Tottenham's favourite engineering son is remembered

1:09pm Thursday 25th March 2010

By Elizabeth Pears

AN inventor whose engineering company created thousands of jobs in Northumberland Park was remembered at a special ceremony last Friday.

John Alfred Prestwich (1874 – 1952) was a brilliant designer and the driving force behind J A Prestwich (JAP) Industries famed for the precision of the engines they produced used in motorcycles, Speedway racing cars and even early aeroplanes.

Aged 21, Prestwich opened his first factory in 1985 at 1a, Lansdowne Road, where a plaque was erected in honour of the man a Lea Valley historian claimed kickstarted the Birmingham motorcycle industry.

It is estimated that in its heyday, the company created more than 3,500 jobs for local people and was also responsible for producing early cinematographic equipment.

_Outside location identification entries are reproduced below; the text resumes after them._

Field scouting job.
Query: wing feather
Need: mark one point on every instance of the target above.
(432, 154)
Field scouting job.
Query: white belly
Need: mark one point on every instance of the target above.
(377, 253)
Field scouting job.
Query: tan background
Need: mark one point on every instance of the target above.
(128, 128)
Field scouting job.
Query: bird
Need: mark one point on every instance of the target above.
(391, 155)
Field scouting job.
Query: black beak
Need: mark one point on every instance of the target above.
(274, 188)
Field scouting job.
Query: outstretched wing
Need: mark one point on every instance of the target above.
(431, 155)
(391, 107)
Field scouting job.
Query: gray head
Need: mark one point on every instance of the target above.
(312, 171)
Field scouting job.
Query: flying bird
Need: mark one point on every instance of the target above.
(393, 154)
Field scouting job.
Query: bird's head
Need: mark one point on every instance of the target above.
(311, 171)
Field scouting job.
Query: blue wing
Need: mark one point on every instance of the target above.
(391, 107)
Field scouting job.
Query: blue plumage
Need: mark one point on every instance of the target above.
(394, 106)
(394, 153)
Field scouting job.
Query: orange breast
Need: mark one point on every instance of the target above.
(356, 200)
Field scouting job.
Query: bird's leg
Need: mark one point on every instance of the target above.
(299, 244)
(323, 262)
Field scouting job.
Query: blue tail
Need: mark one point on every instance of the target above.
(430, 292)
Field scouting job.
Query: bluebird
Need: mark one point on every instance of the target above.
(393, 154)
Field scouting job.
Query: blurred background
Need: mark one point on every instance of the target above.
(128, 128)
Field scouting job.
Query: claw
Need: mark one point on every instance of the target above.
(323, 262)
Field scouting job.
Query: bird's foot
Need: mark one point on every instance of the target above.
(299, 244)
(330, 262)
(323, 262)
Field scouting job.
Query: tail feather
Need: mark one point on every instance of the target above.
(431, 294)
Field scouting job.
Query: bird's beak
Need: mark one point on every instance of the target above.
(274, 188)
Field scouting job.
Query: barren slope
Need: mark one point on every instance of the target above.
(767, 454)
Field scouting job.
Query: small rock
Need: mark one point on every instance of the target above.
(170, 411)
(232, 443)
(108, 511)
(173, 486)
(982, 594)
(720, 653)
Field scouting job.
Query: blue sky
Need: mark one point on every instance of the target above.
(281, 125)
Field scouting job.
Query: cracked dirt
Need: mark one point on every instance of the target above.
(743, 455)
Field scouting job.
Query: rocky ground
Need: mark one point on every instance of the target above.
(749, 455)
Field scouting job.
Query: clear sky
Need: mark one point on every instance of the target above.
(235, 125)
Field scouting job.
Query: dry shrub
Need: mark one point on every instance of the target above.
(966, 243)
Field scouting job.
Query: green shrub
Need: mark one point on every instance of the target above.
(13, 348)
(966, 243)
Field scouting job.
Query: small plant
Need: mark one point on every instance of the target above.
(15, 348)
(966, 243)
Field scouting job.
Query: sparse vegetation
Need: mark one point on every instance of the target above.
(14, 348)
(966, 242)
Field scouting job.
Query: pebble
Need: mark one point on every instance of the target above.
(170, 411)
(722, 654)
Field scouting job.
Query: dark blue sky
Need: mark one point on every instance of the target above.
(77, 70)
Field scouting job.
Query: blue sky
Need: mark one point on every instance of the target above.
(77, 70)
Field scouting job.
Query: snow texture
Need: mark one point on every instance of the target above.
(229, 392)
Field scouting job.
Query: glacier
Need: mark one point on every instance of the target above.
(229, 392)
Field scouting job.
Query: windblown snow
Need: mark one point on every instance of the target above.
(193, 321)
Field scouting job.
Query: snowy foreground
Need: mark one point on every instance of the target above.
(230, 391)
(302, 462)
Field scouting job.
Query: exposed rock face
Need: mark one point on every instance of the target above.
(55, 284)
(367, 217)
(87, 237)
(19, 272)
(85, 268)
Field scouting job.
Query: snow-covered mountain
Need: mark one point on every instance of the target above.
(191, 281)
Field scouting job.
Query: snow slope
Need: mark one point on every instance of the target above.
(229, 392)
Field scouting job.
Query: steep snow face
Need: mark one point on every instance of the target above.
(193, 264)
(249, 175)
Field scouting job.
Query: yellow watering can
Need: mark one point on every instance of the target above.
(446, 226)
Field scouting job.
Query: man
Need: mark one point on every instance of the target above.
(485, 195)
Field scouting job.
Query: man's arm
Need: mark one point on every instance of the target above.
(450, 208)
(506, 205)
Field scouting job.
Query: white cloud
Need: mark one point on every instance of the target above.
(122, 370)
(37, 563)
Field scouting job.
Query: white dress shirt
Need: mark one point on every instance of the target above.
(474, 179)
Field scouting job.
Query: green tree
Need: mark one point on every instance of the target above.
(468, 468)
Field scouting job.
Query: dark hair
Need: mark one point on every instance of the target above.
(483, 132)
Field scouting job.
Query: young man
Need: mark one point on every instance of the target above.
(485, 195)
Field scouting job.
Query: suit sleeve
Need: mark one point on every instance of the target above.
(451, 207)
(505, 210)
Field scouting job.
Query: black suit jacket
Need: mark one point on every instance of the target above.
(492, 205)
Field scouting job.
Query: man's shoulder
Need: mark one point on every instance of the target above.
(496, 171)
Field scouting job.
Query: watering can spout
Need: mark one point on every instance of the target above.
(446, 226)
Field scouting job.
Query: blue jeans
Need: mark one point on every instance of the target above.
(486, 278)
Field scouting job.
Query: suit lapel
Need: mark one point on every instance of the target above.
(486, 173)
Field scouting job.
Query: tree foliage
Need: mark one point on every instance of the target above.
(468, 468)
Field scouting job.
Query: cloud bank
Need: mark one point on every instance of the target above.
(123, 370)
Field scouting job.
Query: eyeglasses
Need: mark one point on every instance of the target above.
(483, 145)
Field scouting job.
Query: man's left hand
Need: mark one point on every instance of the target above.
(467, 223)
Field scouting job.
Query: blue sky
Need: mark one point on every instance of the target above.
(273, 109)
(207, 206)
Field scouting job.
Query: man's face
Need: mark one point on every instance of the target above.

JAP cameras were used to film Queen Victoria's Jubilee in 1897 and later Scott's Antarctic expedition in 1905.

Historian Doctor Jim Lewis, who unveiled the plaque, said: "John Alfred Prestwich was one a great designer. His engines were so precise and so reliable, and that's what made them popular.

"He initially produced his own motorcycles, but did not want to be in competition with those he supplied, and instead focused on his engines. You can definitely say that is was JAP engineers that kickstarted the motorcycle industry."

Prestwich was born in Kensington, before moving to Warmington House, in High Road, Tottenham, with his family.

The entrepreneur was educated at the City and Guilds School and the City of London School. Aged sixteen, he started work with S Z de Ferranti, who made electrical apparatus and scientific instruments.

During the Second World War, his factories manufactured arms for the allied forces. At the end of the war, production was taken over by Villiers Ltd and the factories closed completely in 1963.

Attending the ceremony was former JAP apprentice, Bill Medcalf, of Enfield, who started work aged just 14 without any previous education.

The training scheme allowed him to go to achieve City and Guild qualifications, and enjoy a successful career.

He said: "I was nothing but a guttersnipe.

"But thanks to JAP I was able to be trained up, go on to further education and over the years I haven't done too badly for myself. The men in the factory were very kind and gave us every help to learn the ropes.

"Northumberland Park at the time was very different back then. It might be a considered a poor place now, but no one is starving, everyone can eat. When I was growing up, I saw real poverty."

But despite working in the factory, Mr Medcalf admitted he did not drive a JAP motorcycle.

"I couldn't afford it, so I went for a cheaper option", he said.

"They really were marvellous engines. I feel very sorry that Prestwich does not get the recognition he deserves."